I also come home to find that Alan's "sore throat" that we thought was just a typical side effect for him of having slept in a hotel (his family attended a wedding in Toronto over the weekend) has now pretty much progressed into a full on head cold / sinus infection. This means I can't be anywhere near him now until he is cleared. Which means if my temperature were to spike, he can't go to the hospital with me. I put out the message on Facebook hoping that I wouldn't need to act on it. Thanks for everyone who responded that they could be available if needed!

My thermometer is kind of wonky so I wanted to get multiple reads that were either consistent or rising, both because I wanted to avoid anyone having go take me in rush hour and I didn't want to get to the ER only to find my temp is normal. So even though at 430pm I hit the 100.5 threshold, I decided to just rest, hydrate, and wait til 6 or 630 and double check again. I figured a 2 hour drive at rush hour vs waiting 1.5 hours then having only an hour drive would only put me a half hour behind on receiving treatment if the fever stuck. 

At just before 6pm I took my temp again and it was 103.7 - and I went into panic mode. I don't think I've ever had a fever that high even under normal circumstances. I called my wonderful friend, Rachel, who had said she could be on call for driving if I got a fever while Alan was sick, threw a miniature go bag together, and we were on the road within 15 mins.

We arrived around 7pm; I had called my doctor's after hours number and let the on-call doctor know I was coming, so they already had me down on a list at the ER. Due to this, combined with my symptoms and that on initial triage my HR was 160 and my temp was 102.7, I was taken immediately back to some sort of critical ICU place in the ER because of my low counts, high hr, and high temp. I arrive at a room with at least 8 doctors and nurses in it.

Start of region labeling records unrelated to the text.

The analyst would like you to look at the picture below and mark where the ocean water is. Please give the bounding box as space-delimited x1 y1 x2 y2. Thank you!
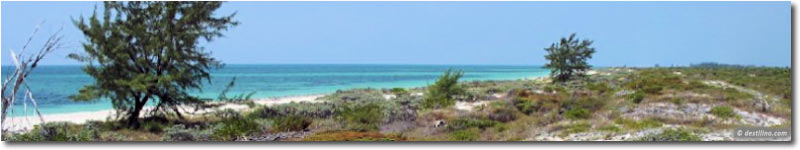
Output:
2 64 549 116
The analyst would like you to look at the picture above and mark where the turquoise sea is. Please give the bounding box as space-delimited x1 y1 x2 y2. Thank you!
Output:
2 64 549 116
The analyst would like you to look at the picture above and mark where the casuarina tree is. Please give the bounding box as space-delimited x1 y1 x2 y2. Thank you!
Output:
69 1 238 127
544 33 594 82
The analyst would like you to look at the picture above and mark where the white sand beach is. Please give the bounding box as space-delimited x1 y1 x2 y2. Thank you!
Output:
3 94 324 131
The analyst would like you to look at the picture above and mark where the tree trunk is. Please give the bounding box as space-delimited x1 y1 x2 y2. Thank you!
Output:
127 97 148 128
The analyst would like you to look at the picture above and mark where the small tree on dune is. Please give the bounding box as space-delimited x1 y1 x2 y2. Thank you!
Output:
422 70 464 109
69 2 238 127
544 33 595 82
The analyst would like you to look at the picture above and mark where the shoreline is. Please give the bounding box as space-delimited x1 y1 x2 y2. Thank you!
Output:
3 93 330 131
2 76 547 132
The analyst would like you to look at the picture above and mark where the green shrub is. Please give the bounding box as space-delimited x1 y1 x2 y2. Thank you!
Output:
272 115 312 132
447 118 498 131
512 97 537 115
597 125 622 133
564 108 592 120
162 125 213 141
630 91 644 104
247 103 335 119
710 106 736 119
211 116 262 141
543 84 567 93
450 128 481 141
586 82 612 94
638 128 702 141
390 88 408 97
722 88 753 101
626 69 688 94
562 122 592 135
336 103 383 131
422 70 464 109
3 122 97 142
614 118 662 130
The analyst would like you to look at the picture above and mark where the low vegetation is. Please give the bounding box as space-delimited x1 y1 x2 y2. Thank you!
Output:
3 65 790 141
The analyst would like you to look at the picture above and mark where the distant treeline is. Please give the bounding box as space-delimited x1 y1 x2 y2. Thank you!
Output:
689 62 788 68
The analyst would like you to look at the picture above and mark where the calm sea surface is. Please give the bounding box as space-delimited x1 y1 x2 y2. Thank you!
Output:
2 64 549 116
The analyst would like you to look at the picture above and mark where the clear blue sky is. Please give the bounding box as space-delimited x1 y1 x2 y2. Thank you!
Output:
1 1 791 66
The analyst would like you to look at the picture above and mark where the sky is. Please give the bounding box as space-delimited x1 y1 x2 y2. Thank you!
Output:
0 1 791 66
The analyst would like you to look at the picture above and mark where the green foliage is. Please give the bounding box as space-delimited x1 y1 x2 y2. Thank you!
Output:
3 122 97 142
69 1 238 127
561 97 606 112
447 118 499 131
722 88 753 101
390 88 408 97
488 101 518 122
450 128 481 141
586 82 613 94
272 115 312 132
638 128 702 142
597 125 622 133
544 33 595 82
614 118 662 130
626 69 689 94
512 97 538 115
336 103 384 131
564 108 592 120
544 84 567 93
629 91 645 104
161 124 214 141
211 113 262 141
562 122 592 135
710 106 737 119
422 70 464 109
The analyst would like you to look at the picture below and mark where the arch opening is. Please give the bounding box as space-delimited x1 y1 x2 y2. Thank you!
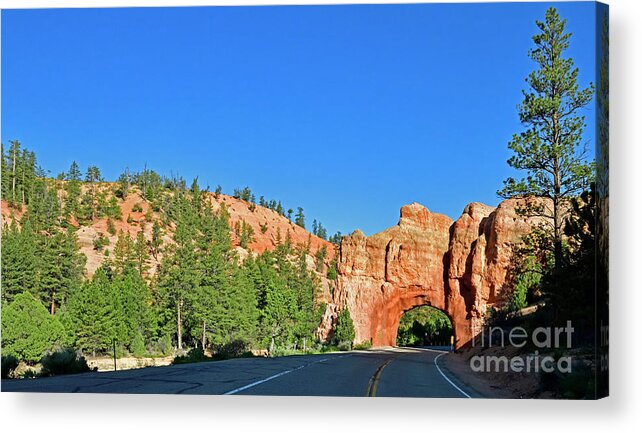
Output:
396 305 454 347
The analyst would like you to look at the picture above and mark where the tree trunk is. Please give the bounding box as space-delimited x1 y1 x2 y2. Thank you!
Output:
11 145 18 204
176 299 183 350
270 333 274 356
201 320 206 352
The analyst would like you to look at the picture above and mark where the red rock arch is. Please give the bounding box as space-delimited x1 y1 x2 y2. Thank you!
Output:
319 200 533 348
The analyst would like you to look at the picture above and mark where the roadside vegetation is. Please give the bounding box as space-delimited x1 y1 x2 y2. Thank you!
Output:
1 141 340 376
476 8 608 399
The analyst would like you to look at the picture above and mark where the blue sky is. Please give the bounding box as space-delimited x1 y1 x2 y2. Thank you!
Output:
2 2 595 234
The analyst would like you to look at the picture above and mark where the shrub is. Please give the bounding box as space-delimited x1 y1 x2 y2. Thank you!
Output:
337 341 352 352
354 340 372 350
40 348 91 376
131 332 146 358
20 368 38 379
214 339 252 359
0 355 20 379
172 347 212 365
107 218 116 236
156 334 174 356
94 234 109 251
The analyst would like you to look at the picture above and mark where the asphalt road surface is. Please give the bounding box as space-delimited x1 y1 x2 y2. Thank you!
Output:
2 348 478 398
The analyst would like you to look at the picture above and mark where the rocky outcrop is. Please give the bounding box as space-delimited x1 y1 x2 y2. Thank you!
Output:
319 200 536 347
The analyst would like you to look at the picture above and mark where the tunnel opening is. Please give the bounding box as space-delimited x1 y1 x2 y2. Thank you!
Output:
396 305 454 347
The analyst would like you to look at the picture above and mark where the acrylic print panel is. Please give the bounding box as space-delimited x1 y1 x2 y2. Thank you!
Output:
1 2 609 399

By 8pm I had been triaged, hooked to IV, heart monitors put in place, and an EKG and chest xray done. 

Although i know my dire situation caused them to move so quickly, I feel so grateful that it did because while waiting to be let back to my room Rachel said people were talking about 3+ hour waits. I would guess there were 25+ people in the ER waiting room. 

Initially they didn't have the necessary 1" needle for my port so they had to order it from another area of the hospital, which could take a while. They really wanted to get me on fluids asap because of my heart rate, so they asked if they could start a peripheral line. I explained my bad vein history, showed off some of my 1 month old failed IV bruises, and they suggested to bring in an ultrasound tech to look for a vein. It turns out that I actually have a pretty big vein in the crook of my right arm, but she said it is so deep there's no way they would ever see it on the surface or even with the little infrared tool. At least now i have this info for future reference.

So once all that was hooked up they put me on fluids and were drawing blood cultures to check for infection. I also needed to provide urine sample. Once all the samples were taken they decided to put me on antibiotics because they were pretty sure it was an infection, not a reaction to the blood I had received earlier in the day.

Shortly after 10pm I got moved to a new room, still in the ER, called the emergency critical care unit. It's a private room with real walls and a tv, but it also doesn't have it's own bathroom. Since I can't really use public toilets they brought me one of those things where it's like a bench with a hole in the middle that they put a bucket in. I was told that I would probably be in this room for quite some time (well into Tuesday) because the hospital was entirely full and there were something like 48 (or 98, I can't remember) people waiting for rooms. When I got to this room I had finished one round of antibiotics, my temp was 97.8 and heart rate down to 117. I thought things were looking up. Boy was I wrong.  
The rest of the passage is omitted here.